Forefathers McLaren Vale Shiraz 2004

Australia
McLaren Vale
14.4% alcohol

From the bottle notes:

Forefathers is a collection of single vineyard, single varietal wines produced in the most renown appellations of the New Wrold. The exceptional combination of exposure, soil and climate in these apellations stamp their signature on the classic varietals. In turn, these new World appellations have become the "forefather" or new benchmark for these wines.

In your hand is a wine created by winemaker Nick Goldschmidt from shiraz grapes grown on a prime 15-acre vineyard on Coppermine Road in the McLaren Vale. This wine is rich with notes of plum, spice and sweet vanilla.

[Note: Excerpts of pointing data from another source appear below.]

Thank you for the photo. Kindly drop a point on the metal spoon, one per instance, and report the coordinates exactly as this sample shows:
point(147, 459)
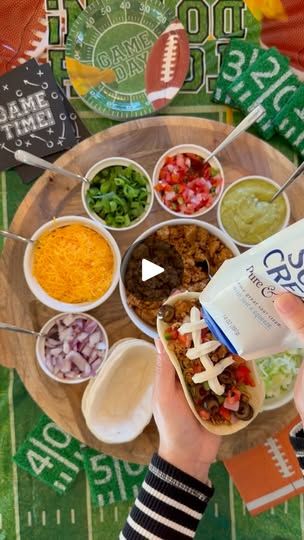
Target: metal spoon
point(290, 180)
point(12, 328)
point(250, 119)
point(30, 159)
point(14, 236)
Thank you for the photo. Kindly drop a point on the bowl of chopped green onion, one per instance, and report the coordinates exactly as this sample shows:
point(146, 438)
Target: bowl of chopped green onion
point(119, 195)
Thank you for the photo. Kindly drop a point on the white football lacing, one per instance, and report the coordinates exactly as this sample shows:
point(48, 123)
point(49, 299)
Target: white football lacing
point(169, 59)
point(200, 351)
point(279, 457)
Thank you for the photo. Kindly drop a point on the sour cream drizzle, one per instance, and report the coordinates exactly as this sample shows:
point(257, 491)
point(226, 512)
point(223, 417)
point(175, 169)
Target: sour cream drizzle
point(200, 351)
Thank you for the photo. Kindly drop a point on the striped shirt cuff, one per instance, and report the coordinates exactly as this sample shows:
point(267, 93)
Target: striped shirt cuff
point(169, 505)
point(297, 441)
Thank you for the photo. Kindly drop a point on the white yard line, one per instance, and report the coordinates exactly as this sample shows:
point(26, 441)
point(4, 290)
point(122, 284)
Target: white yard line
point(232, 510)
point(89, 511)
point(302, 515)
point(4, 201)
point(176, 109)
point(13, 447)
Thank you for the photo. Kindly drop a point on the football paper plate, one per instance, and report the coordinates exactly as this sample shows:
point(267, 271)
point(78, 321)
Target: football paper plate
point(127, 58)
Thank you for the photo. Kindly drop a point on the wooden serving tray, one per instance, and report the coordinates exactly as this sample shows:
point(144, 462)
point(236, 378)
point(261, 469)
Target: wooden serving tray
point(54, 195)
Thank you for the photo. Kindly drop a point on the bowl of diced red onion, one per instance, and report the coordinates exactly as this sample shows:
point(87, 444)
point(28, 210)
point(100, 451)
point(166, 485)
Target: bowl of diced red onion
point(185, 184)
point(72, 348)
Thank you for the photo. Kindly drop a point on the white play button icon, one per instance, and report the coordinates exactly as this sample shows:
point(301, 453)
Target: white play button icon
point(150, 270)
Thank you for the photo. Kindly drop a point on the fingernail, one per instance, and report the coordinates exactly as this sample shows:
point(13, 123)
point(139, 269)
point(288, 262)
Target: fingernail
point(287, 303)
point(158, 345)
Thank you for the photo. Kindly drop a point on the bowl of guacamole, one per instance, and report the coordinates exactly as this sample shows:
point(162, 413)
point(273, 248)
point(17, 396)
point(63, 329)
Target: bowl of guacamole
point(246, 213)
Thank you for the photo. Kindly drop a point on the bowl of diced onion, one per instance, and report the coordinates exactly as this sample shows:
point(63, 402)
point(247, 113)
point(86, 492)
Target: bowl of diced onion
point(72, 347)
point(279, 373)
point(72, 264)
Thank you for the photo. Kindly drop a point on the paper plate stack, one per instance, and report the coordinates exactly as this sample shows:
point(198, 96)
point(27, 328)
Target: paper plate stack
point(117, 404)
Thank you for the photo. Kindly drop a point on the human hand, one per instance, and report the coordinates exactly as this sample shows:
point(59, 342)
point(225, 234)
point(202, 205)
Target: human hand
point(291, 310)
point(183, 441)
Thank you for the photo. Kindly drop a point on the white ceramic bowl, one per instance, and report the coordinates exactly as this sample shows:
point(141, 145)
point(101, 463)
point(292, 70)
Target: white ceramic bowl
point(110, 162)
point(40, 293)
point(144, 327)
point(40, 349)
point(275, 403)
point(258, 177)
point(193, 149)
point(111, 414)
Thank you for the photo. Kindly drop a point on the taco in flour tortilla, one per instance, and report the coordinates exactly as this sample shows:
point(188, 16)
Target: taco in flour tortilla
point(224, 391)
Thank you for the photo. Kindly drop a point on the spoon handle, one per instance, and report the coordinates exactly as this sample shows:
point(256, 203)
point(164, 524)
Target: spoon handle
point(13, 236)
point(12, 328)
point(250, 119)
point(34, 161)
point(292, 178)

This was a dark shiny new purple, just what you would expect from a new shiraz.

It is from Australia. Between that and the bottle notes of "plum, spice and sweet vanilla" I expect an oaky fruit-bomb. That is not, however, what shows up first on the nose. The first whiff is barnyard and earth, more Rhone than Australia. Plums, blackberries and pepper follow, but this does not scream "AUSTRALIA!!!," at least not on the nose. On the palate, a bit more so, though not completely spoofulated. Blackberry and vanilla are there for sure, but there is also spice and cedar and, to my surprise, some tobacco. On night one, this was a fairly well balanced wine.

SECOND NIGHT

Cedar and spice, then vanilla and blueberries, are the second-night nose. Plums, spice, and a touch of tobacco open the palate and is then sweetened by brown sugar and vanilla on the midpalate, followed by blackberries and vanilla. The feel is rich, mouth-filling.vvThe finish is long, the tanins smooth and sweet.

This is good wine. It is not great wine, for it lacks any delicacy, but it is certainly good, well balanced, and quite reasonably priced at about $20. I have about half a glass left. Perhaps we can see how it fares on night three.

Nope, I need to pull back on this one a bit. By the time I was halfway through a glass it had become cloying, all brown sugar and vanilla. I was fooled up front, but as the glass went on it just seemed to get sweeter and sweeter.